Programming on Purpose: Essays on Software Design

Post date: Oct 08, 2011 4:40:8 PM

Why is software design so hard? Maybe because there aren't any guidelines for developing successful working systems. And although many design methods have been proposed, most too often teach us nothing more than their proponents' methodology and not how to make the best use of them.

Most classical analysis and design books fall short of telling us when to use the methods and techniques they advocate. Since there are no silver bullets (that is, no "one-size-fits-all" method in software engineering) and, as P.J. Plauger says in Programming on Purpose: Essays on Programming Design, "we often cannot articulate why we do what we do when we do it," our experience ends up being the only guide we have when facing new projects. This leads many software projects to failure, rather than repeatable successes.

The patterns movement has filled a niche by cataloging well-crafted solutions to many analysis and design problems (see, for example, Erich Gamma et al.'s Design Patterns: Elements of Reusable Object-Oriented Software or Martin Fowler's Analysis Patterns: Reusable Object Models).
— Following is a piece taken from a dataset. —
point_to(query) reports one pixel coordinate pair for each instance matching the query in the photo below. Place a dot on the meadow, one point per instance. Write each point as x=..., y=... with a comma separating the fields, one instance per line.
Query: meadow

But even before the patterns fad, P.J. Plauger disseminated simple but powerful ideas in dozens of magazine articles and a column, mainly in late Computer Language magazine. In some sense, Programming on Purpose complements the pattern approach because patterns are usually employed to describe solutions at the architectural level, while the principles Plauger describes are focused on detailed design and coding.

Programming on Purpose is the keystone of a three-volume collection of essays he wrote between 1986 and 1993. This volume focuses on software design while the others collect articles on people and technology. In spite of its somewhat dated context (part of it was written before the widespread use of object-oriented techniques, WIMP interfaces, and other prevailing practices), the ideas and principles in this book are surprisingly fresh. In fact, Plauger's observations are timeless and will be always relevant to software professionals because they tackle the problem of mastering complexity that lies at the heart of software development.

Programming on Purpose presents excellent discussions on a wide range of design methods and techniques, from the stepwise refinement used in top-down design to the use of grammars to parse input data (left-to-right design) or a structure approach to build programs that model the structure of the output data (right-to-left design). A total of 12 design methods are presented, along with their strengths and weaknesses. Although Plauger's design methods categorization technique is somewhat artificial, the book's value is in no way diluted since all methods are put into a context of guiding you using analogies and advice.

Apart from his survey of software design methods, Plauger provides some interesting nuggets such as three essays on demystifying object-oriented programming (a novel trend when the essays were written), some ideas on software development that could seem to be counterintuitive ("software design heresies," as Plauger calls them), and a curious approach to teaching software engineering that could be an eye-opener for many instructors.

A couple of chapters with interesting references to further reading and Plauger's view on landmark software design publications complete this superb book. Programming on Purpose is a must have book for anyone involved in professional software development.